Unlocking Machine Learning Potential: Running R Inside Snowpark Container Services
There is a big community for R globally, and for Snowflake it is growing fast. Snowpark Container services opens new opportunities for Snowflake customers to run natively, without data ever leaving the data cloud. Snowpark Container Services (SPCS) was launched at Snowflake Summit. More details can found here. There was some work done earlier on running R inside Hex environment as well here
In this blog you will see how easy it to spin up a instance, upload a docker image and run R inside snowflake. I will be building an end to end ML basic project for demonstartion. We will be using a basic iris
dataset for this demo. Snowpark Container Services (SPCS) which is now available to a subset of customers in Private Preview
. It is a fully managed container offering that allows you to easily deploy, manage, and scale containerized services, jobs, and functions, all within the security and governance boundaries of Snowflake, and requiring zero data movement. More-Info
How can you run this demo ?
A Snowflake Account that supports Snowflake Services: This private preview works with Snowflake accounts that are created specifically for the purposes of evaluating Snowpark Container Services.
These accounts have Snowflake Image Registry
enabled so that you can create one or more image repositories. In addition, these accounts also have access to new Snowflake features, such as services and jobs
, managed by Snowpark Container Services.
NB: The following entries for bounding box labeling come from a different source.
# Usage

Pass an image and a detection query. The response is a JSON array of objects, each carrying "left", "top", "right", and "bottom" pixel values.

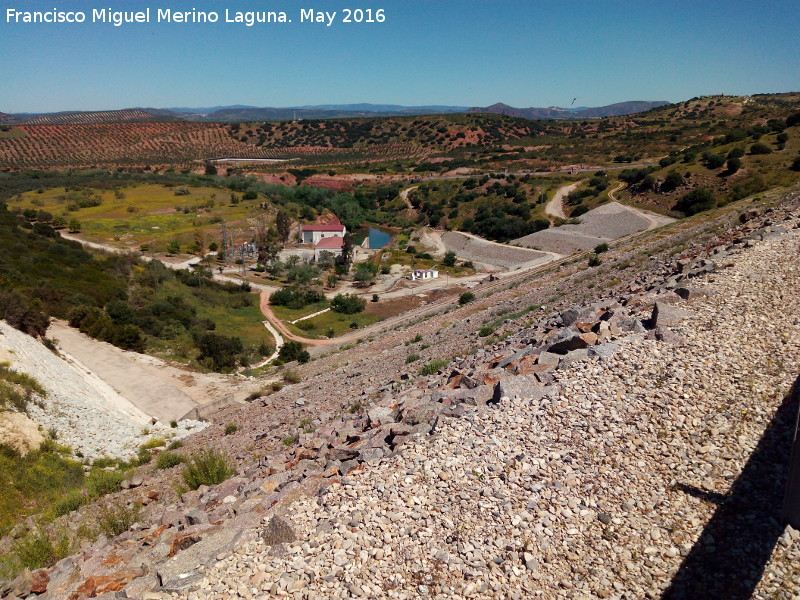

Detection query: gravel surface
[
  {"left": 0, "top": 321, "right": 208, "bottom": 458},
  {"left": 512, "top": 202, "right": 672, "bottom": 254},
  {"left": 442, "top": 231, "right": 551, "bottom": 267},
  {"left": 175, "top": 206, "right": 800, "bottom": 599}
]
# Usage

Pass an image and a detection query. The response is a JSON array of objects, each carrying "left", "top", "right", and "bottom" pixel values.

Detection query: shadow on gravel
[{"left": 661, "top": 377, "right": 800, "bottom": 600}]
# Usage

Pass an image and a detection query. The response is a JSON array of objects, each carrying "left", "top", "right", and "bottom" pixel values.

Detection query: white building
[
  {"left": 300, "top": 217, "right": 347, "bottom": 245},
  {"left": 409, "top": 269, "right": 439, "bottom": 281}
]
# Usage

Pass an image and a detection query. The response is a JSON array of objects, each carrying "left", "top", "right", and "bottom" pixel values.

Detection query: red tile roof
[
  {"left": 300, "top": 223, "right": 344, "bottom": 231},
  {"left": 314, "top": 235, "right": 344, "bottom": 249}
]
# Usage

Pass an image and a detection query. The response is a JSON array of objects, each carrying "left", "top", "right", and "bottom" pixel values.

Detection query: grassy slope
[{"left": 9, "top": 184, "right": 263, "bottom": 252}]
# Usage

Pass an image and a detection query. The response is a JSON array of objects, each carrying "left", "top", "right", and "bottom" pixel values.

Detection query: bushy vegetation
[
  {"left": 0, "top": 440, "right": 85, "bottom": 535},
  {"left": 331, "top": 294, "right": 367, "bottom": 315},
  {"left": 0, "top": 202, "right": 269, "bottom": 370},
  {"left": 675, "top": 188, "right": 717, "bottom": 216},
  {"left": 11, "top": 527, "right": 74, "bottom": 570},
  {"left": 0, "top": 362, "right": 47, "bottom": 412},
  {"left": 278, "top": 340, "right": 311, "bottom": 363},
  {"left": 156, "top": 450, "right": 186, "bottom": 469},
  {"left": 419, "top": 359, "right": 448, "bottom": 375},
  {"left": 97, "top": 501, "right": 142, "bottom": 538},
  {"left": 181, "top": 449, "right": 236, "bottom": 490},
  {"left": 269, "top": 286, "right": 325, "bottom": 309}
]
Please talk to your local account represaentative to activate this flag.Lastly, I have used an enterprise version of R studio which requires a license keys.
Steps for the Demo :
- Create the Infrastructure required
- Downloading the docker image
- Creating specification yaml
- Create & Run the service
- Create the R Project
- Connecting R-Studio with Snowflake
- Bringing the data set
- Creating ML project & writing back to Snowflake
1. Create the Infrastructure required
Lets create a some basic objects, such as compute pool, WH, database, stages & image repository
CREATE COMPUTE POOL yourComputepool
MIN_NODES = 1
MAX_NODES = 1
INSTANCE_FAMILY = standard_1;
CREATE OR REPLACE WAREHOUSE yourWH
WITH WAREHOUSE_SIZE='X-SMALL'
AUTO_SUSPEND = 180
AUTO_RESUME = true
INITIALLY_SUSPENDED=false;
CREATE DATABASE yourdatabase;
CREATE SCHEMA yourschema;
CREATE OR REPLACE IMAGE REPOSITORY yourimage;
CREATE STAGE yourstage DIRECTORY = ( ENABLE = true );
2. Downloading the docker image
Lets download the docker image, I am using a licensed R-Studio enterprise edition. You can very well download opensource R container. To run an enterprise edition you will be needing a license keys. It is pretty starting forward.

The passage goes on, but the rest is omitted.